Qu'était le feu grégeois ?
Le feu grégeois était une arme incendiaire utilisée par l'Empire byzantin dans les combats navals, déployée pour la première fois contre des flottes arabes attaquant Constantinople dans les années 670 apr. J.-C. Il brûlait sur l'eau, ne pouvait pas être éteint avec de l'eau et était projeté par des tubes siphons. Sa formule exacte était un secret d'État jalousement gardé et n'a jamais été entièrement reconstituée, bien qu'elle ait vraisemblablement comporté des dérivés pétroliers, peut-être de la chaux vive, et un épaississant.

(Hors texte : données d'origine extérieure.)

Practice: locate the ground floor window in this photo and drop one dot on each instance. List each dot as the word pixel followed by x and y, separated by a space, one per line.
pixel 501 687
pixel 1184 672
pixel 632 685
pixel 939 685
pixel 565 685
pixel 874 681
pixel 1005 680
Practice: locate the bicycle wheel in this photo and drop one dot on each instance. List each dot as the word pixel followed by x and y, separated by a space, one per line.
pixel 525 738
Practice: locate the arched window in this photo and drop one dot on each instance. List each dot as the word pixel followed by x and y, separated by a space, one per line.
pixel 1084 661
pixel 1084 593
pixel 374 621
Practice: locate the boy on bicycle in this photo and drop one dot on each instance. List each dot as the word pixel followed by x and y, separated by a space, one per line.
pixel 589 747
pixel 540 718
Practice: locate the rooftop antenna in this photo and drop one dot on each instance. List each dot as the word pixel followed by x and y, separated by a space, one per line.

Quels lance-flammes ont été utilisés pendant la Seconde Guerre mondiale ?
Toutes les grandes puissances ont utilisé des lance-flammes durant la Seconde Guerre mondiale. Le M2 américain est devenu l'arme emblématique du théâtre du Pacifique, employée pour nettoyer les cavernes et blockhaus fortifiés japonais à Iwo Jima, Peleliu et Okinawa. L'Allemagne a déployé le Flammenwerfer 35, puis le Flammenwerfer 41. L'Union soviétique a utilisé le ROKS-2, délibérément conçu pour ressembler à un sac à dos de fusilier ordinaire, afin de dissimuler sa nature aux tireurs d'élite ennemis.
Les lance-flammes sont-ils encore utilisés dans les conflits modernes ?
La plupart des armées occidentales ont retiré les lance-flammes portables dans les décennies qui ont suivi le Vietnam. Les munitions thermobariques, tirées par roquette ou depuis des aéronefs, se sont avérées plus efficaces et moins problématiques sur le plan juridique. La Russie a utilisé le système de roquettes thermobariques TOS-1, parfois décrit comme un lance-flammes moderne, en Tchétchénie puis en Ukraine. Le principe consistant à brûler un ennemi retranché perdure ; le mode de délivrance, lui, a changé.